Theresa May’s Cabinet has not agreed what kind of Brexit it wants the UK to end up with, the Chancellor has revealed.
Philip Hammond let slip to MPs that the Tory government’s most senior ministers had yet to discuss, let alone approve, any “end state” plan for Brexit after 2019.
His remarks, which were seized on by critics as “beyond parody”, came on a day of fresh embarrassment for the Prime Minister as:
DUP leader Arlene Foster finally phoned May but failed to agree on a detailed Brexit plan
Irish PM Leo Varadkar told May that he would not budge over a draft plan for cross-border Ulster trade
David Davis admitted that his department had not conducted any formal assessments of the impact of Brexit on the economy
Tory backbencher Jacob Rees-Mogg warned that her ‘red lines’ were looking ‘a bit pink’
No10 had to slap down Hammond for suggesting the UK should pay its ‘divorce bill’ even before sorting a trade deal
More than 18 months after the EU referendum, it remains unclear whether the UK wants a ‘soft Brexit’ that will replicate current trade links or a ‘hard Brexit’ that would give it freedom to strike deals with other countries.
Hammond stunned MPs when he told the Treasury Select Committee that the Government had not yet discussed the precise kind of Brexit it wanted.
“The Cabinet has had general discussions about our Brexit negotiations, but we haven’t had a specific mandating of an end-state position,” he said.
The Chancellor said that even Cabinet sub-committees had not discussed the matter, arguing it would occur only after the UK had made “sufficient progress” in Brexit talks.
But Labour MP Alison McGovern, speaking for the pro-EU group Open Britain, hit out: “This is beyond parody. The government is flailing around trying to get agreement to move on to talks on the future UK-EU relationship.
“Yet they don’t even know what they want that relationship to be once they make that progress. They are breathtakingly dysfunctional.”
Downing Street said later that the Cabinet would discuss the “end state” at one of its meetings before the end of this year.
Brussels has spent months complaining that about the mixed messages from the UK government on Brexit and may now seize on the new admission as proof that its plans for a ‘trade and transition’ talks are still unformed.

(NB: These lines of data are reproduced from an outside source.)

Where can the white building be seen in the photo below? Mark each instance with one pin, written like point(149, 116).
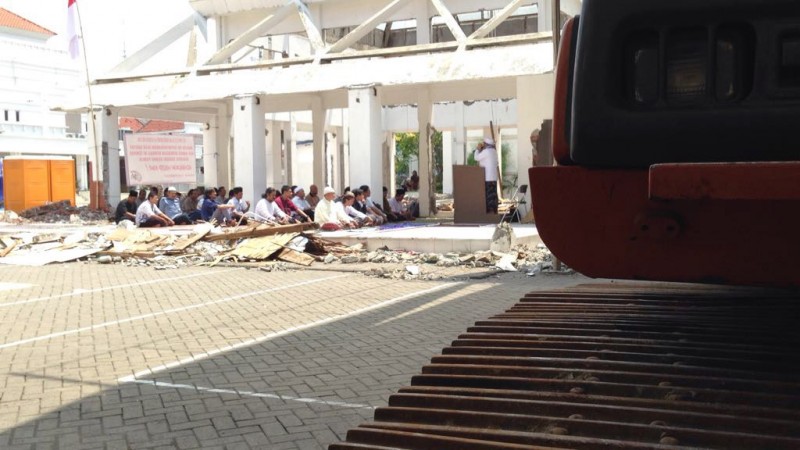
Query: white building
point(35, 74)
point(263, 74)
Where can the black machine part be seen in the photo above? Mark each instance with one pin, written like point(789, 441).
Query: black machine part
point(685, 81)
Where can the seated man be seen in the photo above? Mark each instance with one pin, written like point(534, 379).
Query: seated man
point(211, 210)
point(360, 205)
point(268, 211)
point(286, 204)
point(329, 215)
point(189, 204)
point(373, 207)
point(170, 205)
point(148, 215)
point(312, 198)
point(126, 209)
point(301, 203)
point(398, 207)
point(361, 219)
point(387, 207)
point(240, 207)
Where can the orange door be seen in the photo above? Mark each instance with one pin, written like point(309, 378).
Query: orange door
point(62, 181)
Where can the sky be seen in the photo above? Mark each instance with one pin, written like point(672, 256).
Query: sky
point(111, 28)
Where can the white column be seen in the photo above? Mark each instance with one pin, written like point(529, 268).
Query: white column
point(249, 146)
point(459, 136)
point(318, 125)
point(366, 137)
point(335, 157)
point(273, 155)
point(427, 195)
point(289, 136)
point(210, 153)
point(388, 148)
point(81, 173)
point(104, 142)
point(423, 22)
point(447, 162)
point(224, 148)
point(534, 104)
point(544, 17)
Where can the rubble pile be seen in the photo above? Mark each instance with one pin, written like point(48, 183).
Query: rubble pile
point(522, 258)
point(58, 212)
point(158, 248)
point(267, 247)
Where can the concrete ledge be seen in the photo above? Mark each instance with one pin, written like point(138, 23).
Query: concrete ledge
point(432, 239)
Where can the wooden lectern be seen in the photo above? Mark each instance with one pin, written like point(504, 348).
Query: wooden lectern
point(469, 196)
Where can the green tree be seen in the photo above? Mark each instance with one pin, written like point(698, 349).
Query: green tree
point(407, 147)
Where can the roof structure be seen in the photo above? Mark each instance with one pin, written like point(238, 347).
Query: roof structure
point(11, 21)
point(149, 126)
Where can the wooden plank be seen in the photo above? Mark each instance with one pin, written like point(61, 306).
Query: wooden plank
point(184, 242)
point(10, 244)
point(293, 256)
point(262, 247)
point(258, 231)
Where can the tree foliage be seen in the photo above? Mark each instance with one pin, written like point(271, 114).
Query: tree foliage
point(407, 148)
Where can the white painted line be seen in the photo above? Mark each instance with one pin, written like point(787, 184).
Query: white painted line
point(119, 286)
point(13, 286)
point(286, 398)
point(160, 313)
point(273, 335)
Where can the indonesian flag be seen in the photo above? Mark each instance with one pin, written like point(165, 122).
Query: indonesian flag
point(72, 29)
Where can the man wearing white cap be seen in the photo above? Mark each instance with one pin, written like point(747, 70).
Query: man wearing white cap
point(301, 203)
point(170, 205)
point(486, 156)
point(329, 215)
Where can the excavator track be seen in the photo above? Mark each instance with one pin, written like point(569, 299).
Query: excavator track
point(608, 366)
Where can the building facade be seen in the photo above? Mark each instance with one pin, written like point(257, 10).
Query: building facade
point(35, 73)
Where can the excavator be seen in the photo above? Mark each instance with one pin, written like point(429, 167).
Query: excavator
point(675, 137)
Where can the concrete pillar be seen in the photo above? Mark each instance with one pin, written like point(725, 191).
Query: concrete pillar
point(427, 193)
point(249, 146)
point(104, 154)
point(447, 162)
point(344, 157)
point(535, 95)
point(273, 155)
point(318, 125)
point(224, 148)
point(388, 148)
point(391, 182)
point(459, 136)
point(366, 136)
point(81, 174)
point(336, 179)
point(290, 146)
point(210, 153)
point(545, 17)
point(422, 16)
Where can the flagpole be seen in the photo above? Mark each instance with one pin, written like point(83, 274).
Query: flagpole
point(96, 174)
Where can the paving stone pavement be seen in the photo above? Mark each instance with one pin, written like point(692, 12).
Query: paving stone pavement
point(112, 357)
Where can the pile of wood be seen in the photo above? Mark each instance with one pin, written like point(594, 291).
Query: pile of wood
point(253, 242)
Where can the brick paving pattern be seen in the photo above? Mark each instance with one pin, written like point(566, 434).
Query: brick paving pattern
point(237, 358)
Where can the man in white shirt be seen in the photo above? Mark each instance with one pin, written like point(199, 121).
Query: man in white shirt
point(329, 215)
point(348, 202)
point(240, 207)
point(398, 208)
point(486, 156)
point(372, 207)
point(301, 203)
point(148, 215)
point(268, 211)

Relations between No.10 and the Treasury were further strained when Hammond suggested to MPs that the UK should pay its £50bn divorce bill even if the UK left the EU without a trade deal.
The Chancellor told MPs it was “inconceivable” the UK would walk away from its pensions and other spending commitments to the EU.
“That’s not the kind of country we are and frankly it would not make us a credible partner in future international agreements,” he added.
Within an hour, a spokesman for the Prime Minister contradicted Hammond, saying: “Nothing is agreed until everything is agreed, and that applies to the financial settlement.”
May was already reeling from the collapse of a planned breakthrough on Brexit earlier this week, after her Democratic Unionist Party allies’ refused to sign off a draft deal on trade between Northern Ireland and the Irish republic.
Downing Street had hoped May would be able to travel to Brussels for fresh talks later this week, but continuing unease among the DUP appeared to torpedo the plan.
Foster finally contacted the PM by phone on Wednesday, a day after she had been expected to ring to discuss the crisis.
The call was described as “constructive”, although No.10 refused to say if the pair would meet in coming days, adding their contacts were an ‘ongoing process’.
May insisted in Prime Minister’s Question Time that she had made “very good progress” in Brexit talks, but hinted that one way out of the impasse was to park detailed solutions for Northern Ireland until ‘Phase 2’ of the negotiations moved on to trade.
No.10 said after a phone call with Varadkar: “The Prime Minister said we are working hard to find a specific solution to the unique circumstances in Northern Ireland that respects the integrity of the UK, the European Union and the Belfast Agreement.”